NATIONAL AND INTERNATIONAL VERSION WITH TRANSLATION

Wednesday, March 17, 2010

Bernanke’s Secret Code and The Federal Reserve Monster

A 360 Degrees Perspective

Why every American should watch their money like a hawk when Fed Chief Bernanke promises to keep interest rates near zero.

Yesterday, U.S. Fed Chief Bernanke promised NOT to raise our near-zero interest rates. Japan’s central bank made exactly the same pledge. And, governments throughout the West have also joined the chorus.

It sounds like they’re doing us a favor. After all, you’d think that “keeping interest rates low” should encourage consumer and business borrowing help stimulate the economy maybe even make a dent in the unemployment rate.

But when you decipher central banks’ secret code — when you read between the lines, considering six fundamental economic facts of life — you see the staggering implications of these low-interest-rate promises.

FACT #1 — Western nations are living on credit: Western governments are drowning in debt and need to borrow trillions of dollars more just to survive. The U.S. government alone will have to borrow more than $2 trillion this year. The rest of the Americas and the nations of the euro zone will likely have similar borrowing needs.

FACT #2 — Excessive government borrowing naturally drives bond prices down; yields up: The laws of supply and demand dictate that when governments flood the bond market with new debt, the value of that debt plunges. When bond prices plunge, the effective yield or interest rates paid on that debt surge.

FACT #3 — When yields on government debt surge, most other interest rates surge along with them: Corporations and consumers trying to borrow money suddenly find themselves competing with sovereign governments for investors’ money.

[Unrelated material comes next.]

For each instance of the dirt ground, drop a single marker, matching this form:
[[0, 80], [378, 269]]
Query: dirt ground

Interest rates — the cost of borrowing — rise across the board.

FACT #4 — Fed Chief Bernanke knows that allowing interest rates to rise would be tantamount to a mercy-killing for any economy that’s as sick as the US's: Higher borrowing costs would further dampen consumer spending, push millions of employers over the brink, light the fuse on a new surge in unemployment, dash any hopes of a recovery, and would likely ignite a vicious double-dip recession.

FACT #5 — To keep rates low, the Fed is printing money like there’s no tomorrow, then using that money to buy bonds.

FACT #6 — When the Fed floods the world with billions of brand-new, unbacked greenbacks, the value of every dollar you earn, save, invest and have socked away for retirement declines.

The bottom line: When the U.S. Federal Reserve — or any central bank, for that matter — promises to keep interest rates near zero for the foreseeable future, what they’re really saying is Washington needs your money and the Fed is perfectly willing to confiscate it from you whether you like it or not.